Gopinath has also cautioned central banks on the pitfalls of going slow in the war against inflation.
At the European Central Bank’s forum held on June 26, Gopinath cautioned central banks not to let their guard down against inflation. Taking the centre stage at Sintra in Portugal, she cautioned central bankers by stating, “Central banks must continue to fight high inflation now, while also determining if — and how —monetary policy strategy may need to change in the future. This is, of course, no easy task.” She said it was time to confront the three uncomfortable truths of monetary policy. The first is that inflation is taking too long to get back to target. This means central banks, including the ECB, must remain committed to fighting inflation despite risks of weaker economic growth. The second is that financial stresses could generate tensions between central banks’ price and financial stability objectives. Achieving “separation” through additional tools is possible, but not a fait accompli. And the third is that going forward central banks are likely to experience more upside inflation risks than before the pandemic. Monetary policy strategies and use of tools such as forward guidance and quantitative easing must be refined accordingly.
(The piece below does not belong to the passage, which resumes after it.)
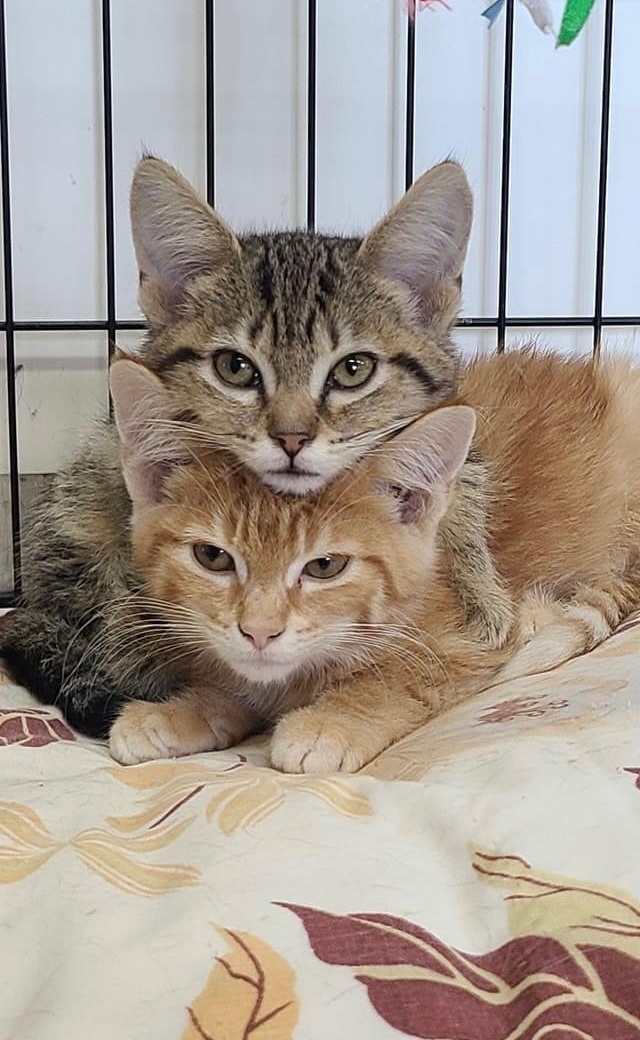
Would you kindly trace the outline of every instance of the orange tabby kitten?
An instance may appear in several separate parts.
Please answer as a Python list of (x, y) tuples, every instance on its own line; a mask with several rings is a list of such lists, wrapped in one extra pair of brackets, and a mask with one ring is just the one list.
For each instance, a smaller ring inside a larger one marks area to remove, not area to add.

While officials of the IMF or the World Bank can’t speak publicly as independent economists or public policy professionals, Garg believes Gopinath is good at bringing out the institutional view. “Given the constraints, she has reflected a very balanced opinion,” feels Garg.
With a third of the world in recession this year, the IMF believes 2023 will be a year of reckoning. Though economists believe that the U.S. economy will see a soft landing or a mild recession, Gopinath’s view reflects the cautionary stance of the IMF. “We can’t have sustained economic growth without a return to price stability. The good news is that while low inflation may seem elusive, it is certainly no stranger, and central bank actions can deliver it. Unlike the characters in Godot, we are not waiting for a potential stranger to arrive; we are inviting an old friend to return,” is how Gopinath summed up her remarks at the forum.
Going by the current state of affairs, Gopinath could well be right.